Não é bem assim, entretanto.
Com efeito e pelo que se depreende da decisão vergastada, o magistrado da causa teve o cuidado de evidenciar que o indeferimento do pedido de tutela se dera em razão da ausência de verossimilhança das alegações trazidas na exordial da ação. Veja-se o seguinte trecho do relatório da decisão, que bem demonstra a complexidade do caso em tela, verbis:
“Compulsando os autos, verifica-se que o pleito antecipatório somente foi analisado e deferido no bojo da Sentença, provimento final da fase de conhecimento, a qual posteriormente foi declarada nula. Sendo assim, em conformidade com o determinado pelo Egrégio Tribunal de Justiça do Estado do Piauí, será realizada a instrução probatória, para posterior análise sobre o mérito dos pedidos formulados por ambas as partes.
Ressalto ainda que o e. TJPI, ao anular a sentença, deixou claro que assim o fazia em razão de "falta de verossimilhança das alegações feitas na inicial", fato que afastaria a presunção de veracidade dos fatos alegados pelo autor, impedindo a aplicação dos efeitos materiais da revelia. Ora, a verossimilhança das alegações feitas na inicial é um dos requisitos exigidos em lei para a concessão da tutela antecipada (art. 300, CPC). Ausente tal requisito, conforme já reconhecido pelo TJPI, impõe-se o indeferimento da antecipação de tutela.

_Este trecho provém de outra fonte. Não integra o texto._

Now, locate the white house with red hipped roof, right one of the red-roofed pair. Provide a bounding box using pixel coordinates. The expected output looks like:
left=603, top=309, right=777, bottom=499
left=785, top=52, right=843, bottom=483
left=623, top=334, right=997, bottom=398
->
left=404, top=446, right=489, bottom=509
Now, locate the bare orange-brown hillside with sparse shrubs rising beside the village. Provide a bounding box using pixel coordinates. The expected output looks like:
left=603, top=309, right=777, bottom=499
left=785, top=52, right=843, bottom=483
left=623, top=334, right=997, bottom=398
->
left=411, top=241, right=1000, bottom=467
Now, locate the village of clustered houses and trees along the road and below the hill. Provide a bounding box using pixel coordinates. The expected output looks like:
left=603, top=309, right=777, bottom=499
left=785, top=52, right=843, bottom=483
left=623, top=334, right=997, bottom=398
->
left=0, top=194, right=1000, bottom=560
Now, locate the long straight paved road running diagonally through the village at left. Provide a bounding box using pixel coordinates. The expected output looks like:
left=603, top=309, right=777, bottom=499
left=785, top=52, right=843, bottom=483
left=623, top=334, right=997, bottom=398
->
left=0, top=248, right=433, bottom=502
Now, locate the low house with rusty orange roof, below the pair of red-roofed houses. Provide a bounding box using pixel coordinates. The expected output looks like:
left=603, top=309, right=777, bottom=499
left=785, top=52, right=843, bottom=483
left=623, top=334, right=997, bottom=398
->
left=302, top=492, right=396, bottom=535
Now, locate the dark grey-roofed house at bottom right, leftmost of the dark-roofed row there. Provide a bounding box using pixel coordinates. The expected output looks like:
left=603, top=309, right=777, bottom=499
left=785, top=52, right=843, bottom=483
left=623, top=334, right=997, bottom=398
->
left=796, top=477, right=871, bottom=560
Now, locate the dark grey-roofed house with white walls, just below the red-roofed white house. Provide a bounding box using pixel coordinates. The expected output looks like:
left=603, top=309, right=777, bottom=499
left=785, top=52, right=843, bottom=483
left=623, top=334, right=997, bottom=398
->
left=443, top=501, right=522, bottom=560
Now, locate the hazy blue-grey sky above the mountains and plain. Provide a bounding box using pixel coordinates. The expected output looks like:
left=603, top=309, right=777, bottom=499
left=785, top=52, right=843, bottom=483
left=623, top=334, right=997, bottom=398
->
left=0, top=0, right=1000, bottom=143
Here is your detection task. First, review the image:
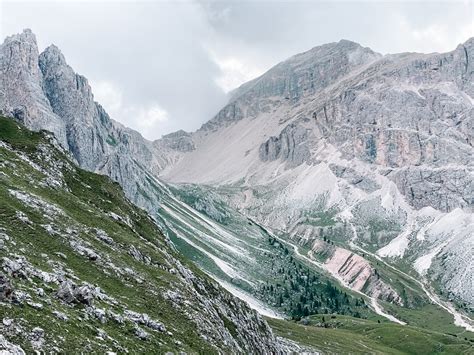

Ademais, caso, ao final da demanda, seja exarada sentença de procedência dos pedidos autorais, a parte ré poderá ressarcir os montantes devidos a título de indenizações.”
É de se consignar, também, que os agravantes não trouxeram aos autos as provas capazes de afastar os efeitos da decisão objurgada, não se constatando a presença dos requisitos autorizadores da medida pleiteada neste recurso.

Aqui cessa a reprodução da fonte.